がん研究の世界最大級の学会として知られ世界中から3万人以上のがんの研究者や医師、製薬関係者らが集まるこの学会で、今回もっとも注目を集めたのが肺がんに対する新たな分子標的薬。その臨床研究によると、この薬を飲んだ患者の約9割が病気の勢いを抑えられ、6割近くががんの大きさが縮小したという。一体どんな薬なのか? ASCOに出席した肺がんの専門家で神奈川県立がんセンター呼吸器科の坪井正博医師に聞いた。
「注目の薬はALK阻害薬という薬です。そもそもがんは細胞の設計図である遺伝子の病気です。肺腺がん患者の一部を調べると、ある共通した遺伝子異常が起きて、新しい遺伝子ができていることがわかってきました。それがEML4―ALK遺伝子です」
これは細胞の骨格タンパクを作るEML4という遺伝子とキナーゼと呼ばれるタンパク質リン酸化酵素を作るALK遺伝子の一部が入れ替わって(転座)できたもの。

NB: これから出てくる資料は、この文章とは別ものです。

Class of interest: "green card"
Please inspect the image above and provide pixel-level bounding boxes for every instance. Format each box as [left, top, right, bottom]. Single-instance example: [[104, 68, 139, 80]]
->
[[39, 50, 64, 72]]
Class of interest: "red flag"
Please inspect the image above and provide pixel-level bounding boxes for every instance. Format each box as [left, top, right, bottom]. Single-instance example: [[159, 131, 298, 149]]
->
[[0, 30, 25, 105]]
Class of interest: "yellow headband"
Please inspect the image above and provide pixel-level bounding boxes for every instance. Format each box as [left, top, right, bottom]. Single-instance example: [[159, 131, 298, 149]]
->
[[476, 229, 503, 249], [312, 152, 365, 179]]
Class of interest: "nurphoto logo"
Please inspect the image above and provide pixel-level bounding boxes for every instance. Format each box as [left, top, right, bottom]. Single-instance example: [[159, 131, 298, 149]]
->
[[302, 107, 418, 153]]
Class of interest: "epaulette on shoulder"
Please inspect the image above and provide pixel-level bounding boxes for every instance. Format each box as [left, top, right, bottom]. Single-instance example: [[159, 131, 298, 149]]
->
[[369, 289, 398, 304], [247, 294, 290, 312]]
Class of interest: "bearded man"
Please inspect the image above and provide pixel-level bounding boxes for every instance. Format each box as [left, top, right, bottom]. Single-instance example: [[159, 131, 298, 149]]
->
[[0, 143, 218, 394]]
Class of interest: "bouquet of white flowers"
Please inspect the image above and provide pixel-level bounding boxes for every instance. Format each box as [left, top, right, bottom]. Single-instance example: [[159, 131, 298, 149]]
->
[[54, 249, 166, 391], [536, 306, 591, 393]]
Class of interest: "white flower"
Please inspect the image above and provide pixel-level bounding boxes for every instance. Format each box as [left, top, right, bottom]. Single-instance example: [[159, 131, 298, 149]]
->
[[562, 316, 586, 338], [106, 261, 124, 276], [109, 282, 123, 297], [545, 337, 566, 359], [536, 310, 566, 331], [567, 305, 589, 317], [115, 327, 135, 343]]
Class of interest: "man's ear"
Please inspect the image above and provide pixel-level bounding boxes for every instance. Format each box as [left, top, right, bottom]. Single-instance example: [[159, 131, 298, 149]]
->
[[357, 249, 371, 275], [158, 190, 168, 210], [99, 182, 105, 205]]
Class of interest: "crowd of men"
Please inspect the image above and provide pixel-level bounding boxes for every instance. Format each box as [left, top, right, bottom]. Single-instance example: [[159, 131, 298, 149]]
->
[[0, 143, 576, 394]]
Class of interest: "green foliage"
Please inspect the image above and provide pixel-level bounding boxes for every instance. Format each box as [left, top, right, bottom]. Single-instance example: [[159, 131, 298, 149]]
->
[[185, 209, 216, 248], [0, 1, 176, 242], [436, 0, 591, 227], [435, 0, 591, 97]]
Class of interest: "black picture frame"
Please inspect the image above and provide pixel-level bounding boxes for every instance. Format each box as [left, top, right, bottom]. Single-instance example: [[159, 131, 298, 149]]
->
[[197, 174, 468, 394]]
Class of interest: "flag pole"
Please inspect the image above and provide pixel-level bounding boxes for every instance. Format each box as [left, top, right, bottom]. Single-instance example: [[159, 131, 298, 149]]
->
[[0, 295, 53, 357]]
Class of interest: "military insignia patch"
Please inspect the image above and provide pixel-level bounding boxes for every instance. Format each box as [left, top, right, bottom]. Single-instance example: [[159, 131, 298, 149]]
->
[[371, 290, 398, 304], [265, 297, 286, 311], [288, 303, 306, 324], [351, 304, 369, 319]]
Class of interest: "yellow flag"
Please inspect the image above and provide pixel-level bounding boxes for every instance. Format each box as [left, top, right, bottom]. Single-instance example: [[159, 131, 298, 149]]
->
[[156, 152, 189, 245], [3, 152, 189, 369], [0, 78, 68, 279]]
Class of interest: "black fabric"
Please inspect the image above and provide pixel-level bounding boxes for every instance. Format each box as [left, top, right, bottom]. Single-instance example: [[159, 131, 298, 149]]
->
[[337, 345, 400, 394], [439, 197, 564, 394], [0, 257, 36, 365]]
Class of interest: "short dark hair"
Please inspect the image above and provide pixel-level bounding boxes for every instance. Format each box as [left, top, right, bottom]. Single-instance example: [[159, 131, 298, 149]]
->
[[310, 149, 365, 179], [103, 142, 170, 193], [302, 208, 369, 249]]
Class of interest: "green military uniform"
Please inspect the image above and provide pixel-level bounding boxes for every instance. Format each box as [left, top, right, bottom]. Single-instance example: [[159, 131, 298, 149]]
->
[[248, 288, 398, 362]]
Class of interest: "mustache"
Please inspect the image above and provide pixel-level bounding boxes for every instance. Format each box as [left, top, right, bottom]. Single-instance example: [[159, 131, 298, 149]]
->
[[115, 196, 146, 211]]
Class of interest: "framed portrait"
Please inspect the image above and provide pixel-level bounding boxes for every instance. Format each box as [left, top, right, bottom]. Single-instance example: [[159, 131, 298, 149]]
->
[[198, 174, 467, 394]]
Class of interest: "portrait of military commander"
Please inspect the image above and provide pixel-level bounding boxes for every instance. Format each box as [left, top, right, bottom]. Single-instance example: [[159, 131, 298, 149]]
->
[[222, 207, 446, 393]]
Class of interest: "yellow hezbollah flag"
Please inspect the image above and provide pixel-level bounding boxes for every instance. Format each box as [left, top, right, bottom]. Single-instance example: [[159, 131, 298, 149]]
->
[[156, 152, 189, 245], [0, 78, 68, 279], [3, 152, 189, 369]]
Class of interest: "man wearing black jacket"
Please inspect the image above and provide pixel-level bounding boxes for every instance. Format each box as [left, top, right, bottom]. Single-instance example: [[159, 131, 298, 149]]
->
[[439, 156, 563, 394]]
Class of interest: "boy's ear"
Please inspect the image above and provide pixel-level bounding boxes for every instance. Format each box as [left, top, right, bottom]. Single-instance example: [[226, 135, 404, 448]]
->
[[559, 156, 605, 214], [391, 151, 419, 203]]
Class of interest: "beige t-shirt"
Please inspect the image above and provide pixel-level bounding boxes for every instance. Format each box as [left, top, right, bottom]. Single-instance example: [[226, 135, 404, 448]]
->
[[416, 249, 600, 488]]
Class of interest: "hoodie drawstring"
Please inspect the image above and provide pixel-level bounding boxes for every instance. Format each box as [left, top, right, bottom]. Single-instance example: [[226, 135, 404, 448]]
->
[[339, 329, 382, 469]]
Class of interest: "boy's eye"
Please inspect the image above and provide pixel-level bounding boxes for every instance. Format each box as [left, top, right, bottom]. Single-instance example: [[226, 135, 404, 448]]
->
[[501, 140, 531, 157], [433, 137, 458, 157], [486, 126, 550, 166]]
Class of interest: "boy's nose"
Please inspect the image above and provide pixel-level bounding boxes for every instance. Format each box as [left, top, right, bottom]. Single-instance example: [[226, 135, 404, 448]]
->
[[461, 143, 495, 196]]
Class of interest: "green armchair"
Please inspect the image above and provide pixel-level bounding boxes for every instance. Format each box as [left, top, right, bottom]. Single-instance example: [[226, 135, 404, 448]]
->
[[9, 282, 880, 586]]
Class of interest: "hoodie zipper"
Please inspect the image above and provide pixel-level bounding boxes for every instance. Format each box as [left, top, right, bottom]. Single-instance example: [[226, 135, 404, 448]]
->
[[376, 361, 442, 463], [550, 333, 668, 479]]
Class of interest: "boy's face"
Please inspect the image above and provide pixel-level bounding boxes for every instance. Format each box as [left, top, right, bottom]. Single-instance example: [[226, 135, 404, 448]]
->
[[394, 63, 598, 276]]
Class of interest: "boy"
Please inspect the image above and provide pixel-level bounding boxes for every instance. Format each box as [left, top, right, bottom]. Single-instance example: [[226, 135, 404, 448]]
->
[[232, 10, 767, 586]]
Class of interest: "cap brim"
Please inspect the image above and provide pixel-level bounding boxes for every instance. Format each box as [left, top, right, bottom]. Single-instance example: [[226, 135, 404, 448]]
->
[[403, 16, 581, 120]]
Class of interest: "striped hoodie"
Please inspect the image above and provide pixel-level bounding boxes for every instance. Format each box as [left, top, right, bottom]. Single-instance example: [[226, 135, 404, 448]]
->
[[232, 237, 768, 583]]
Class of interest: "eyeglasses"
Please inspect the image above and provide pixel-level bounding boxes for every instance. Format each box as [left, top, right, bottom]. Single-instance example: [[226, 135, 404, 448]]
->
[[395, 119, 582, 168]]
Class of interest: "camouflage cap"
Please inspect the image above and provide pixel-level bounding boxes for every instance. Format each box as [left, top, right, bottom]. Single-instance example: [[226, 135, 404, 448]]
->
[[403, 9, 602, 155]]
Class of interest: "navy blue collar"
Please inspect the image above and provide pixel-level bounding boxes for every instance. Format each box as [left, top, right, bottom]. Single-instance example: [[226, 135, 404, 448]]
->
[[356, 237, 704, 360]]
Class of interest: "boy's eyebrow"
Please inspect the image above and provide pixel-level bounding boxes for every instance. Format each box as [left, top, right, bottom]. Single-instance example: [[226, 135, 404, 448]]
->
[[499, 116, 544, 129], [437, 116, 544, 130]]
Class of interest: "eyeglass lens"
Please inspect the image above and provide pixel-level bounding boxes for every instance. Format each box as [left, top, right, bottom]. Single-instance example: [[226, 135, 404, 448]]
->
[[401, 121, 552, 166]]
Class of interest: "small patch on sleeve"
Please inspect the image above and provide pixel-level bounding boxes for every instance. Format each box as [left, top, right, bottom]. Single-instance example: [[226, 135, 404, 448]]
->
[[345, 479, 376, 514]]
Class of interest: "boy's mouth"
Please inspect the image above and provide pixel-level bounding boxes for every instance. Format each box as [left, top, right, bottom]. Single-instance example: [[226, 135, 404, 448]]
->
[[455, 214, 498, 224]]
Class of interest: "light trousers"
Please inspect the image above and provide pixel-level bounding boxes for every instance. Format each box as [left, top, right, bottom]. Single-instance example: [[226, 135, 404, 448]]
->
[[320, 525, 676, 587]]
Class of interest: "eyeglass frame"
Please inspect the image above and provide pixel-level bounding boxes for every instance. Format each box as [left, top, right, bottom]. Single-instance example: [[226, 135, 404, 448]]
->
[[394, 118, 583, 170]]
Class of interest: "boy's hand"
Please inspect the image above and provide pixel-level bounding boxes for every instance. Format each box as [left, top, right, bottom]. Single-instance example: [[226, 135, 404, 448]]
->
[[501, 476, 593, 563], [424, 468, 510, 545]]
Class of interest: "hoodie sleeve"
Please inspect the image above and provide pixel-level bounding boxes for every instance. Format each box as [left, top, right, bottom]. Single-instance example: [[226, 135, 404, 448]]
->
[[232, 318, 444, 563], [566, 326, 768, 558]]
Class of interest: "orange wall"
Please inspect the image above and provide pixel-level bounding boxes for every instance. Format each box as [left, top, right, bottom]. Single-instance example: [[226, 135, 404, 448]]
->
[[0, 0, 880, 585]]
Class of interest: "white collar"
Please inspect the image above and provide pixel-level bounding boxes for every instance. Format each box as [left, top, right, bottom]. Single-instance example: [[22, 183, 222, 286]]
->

「そのことで、がん化した酵素が作られ、ますますがんが増殖するというわけです。そこで今回、新しく見つかった、がん化した遺伝子にALKの活動を阻む薬であるALK阻害薬を与えたところ際立った成果が挙がったというのです」
●がんが小さくなった人が6割も
実際、82人の患者に250ミリグラムの飲み薬を1日2回飲ませただけで87%が病気の勢いが止まり、57%ががんが縮小したという。中には、まったくがん細胞が消えたという患者もいたという。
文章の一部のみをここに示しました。